German notes that local law enforcement is now used as a weapon against anti-establishment politicians, activists and political organizations — in short, state and local law enforcement is now fully integrated into a larger political secret police apparatus. Efforts by the Department of Homeland Security, the FBI, military intelligence and other agencies, including the CIA, in league with private sector contractors, have produced a surveillance state culture and foundation that rivals that created by East Germany’s Stasi.

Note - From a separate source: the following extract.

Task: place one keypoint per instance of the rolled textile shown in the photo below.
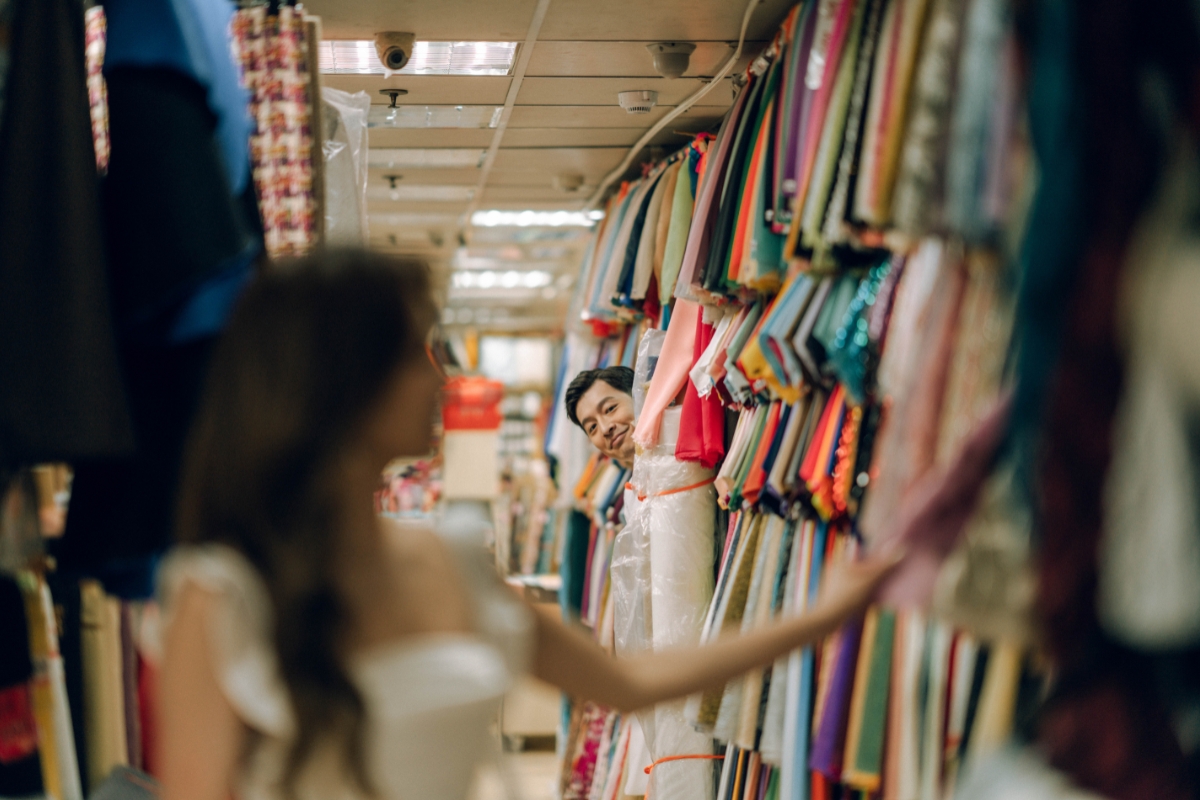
(679, 513)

“We’ve moved away from surveillance based on individualized suspicion, the Fourth Amendment standard of probable cause and a warrant has basically evaporated,” German told Reason.tv last year. “And the government can now collect information about people it doesn’t even suspect of wrongdoing.”

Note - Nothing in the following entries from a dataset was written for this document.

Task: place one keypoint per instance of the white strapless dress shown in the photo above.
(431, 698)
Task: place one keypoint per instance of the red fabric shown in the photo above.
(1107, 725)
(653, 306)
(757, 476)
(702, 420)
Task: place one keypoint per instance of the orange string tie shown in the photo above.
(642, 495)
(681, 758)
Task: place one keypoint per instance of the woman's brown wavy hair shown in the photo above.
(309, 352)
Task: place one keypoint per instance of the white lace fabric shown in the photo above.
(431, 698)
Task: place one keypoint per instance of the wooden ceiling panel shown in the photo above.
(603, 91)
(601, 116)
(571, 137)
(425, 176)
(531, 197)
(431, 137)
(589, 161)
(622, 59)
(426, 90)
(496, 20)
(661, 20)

For the establishment and its political elite, traditional criminal “wrongdoing” comes in a distant second to political “wrongdoing” perceived as threatening the political status quo. Fusion centers established by the Department of Homeland Security are not designed to respond to bank robbery and illegal drug trafficking, but work proactively to seek out, identify and “neutralize” (as the FBI described in the 1960s under COINTELPRO) political opposition to the state and the corporate and financial interests it serves.
Government surveillance of political activity considered aberrant by the state has reached a phenomenal level.

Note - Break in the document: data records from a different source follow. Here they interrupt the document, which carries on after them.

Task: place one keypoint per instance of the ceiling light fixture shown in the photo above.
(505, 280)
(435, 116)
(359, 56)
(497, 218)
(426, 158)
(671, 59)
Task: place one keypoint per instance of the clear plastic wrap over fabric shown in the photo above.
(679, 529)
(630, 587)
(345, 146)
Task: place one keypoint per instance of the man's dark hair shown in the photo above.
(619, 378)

Earlier this year, NSA employee William Binney said the agency has a dossier on virtually every American and is currently building a mega-spy center in Bluffdale, Utah, that “will contain near-bottomless databases to store all forms of communication collected by the agency, including private emails, cellphone calls, Google searches and other personal data.” Prison Planet
The ACLU Campaign to Stop Illegal Spying
Today the government is spying on Americans in ways the founders of our country never could have imagined. The FBI, federal intelligence agencies, themilitary, state and local police, private companies, and even firemen and emergency medical technicians are gathering incredible amounts of personal information about ordinary Americans that can be used to construct vast dossiers that can be widely shared through new institutions like Joint Terrorism Task Forces, fusion centers, and public-private partnerships. And this surveillance often takes place in secret, with little or no oversight by the courts, by legislatures, or by the public. The ACLU is dedicated to uncovering this secret surveillance network so Americans can protect their rights and demand accountability from these law enforcement and intelligence agencies, and from their elected representatives.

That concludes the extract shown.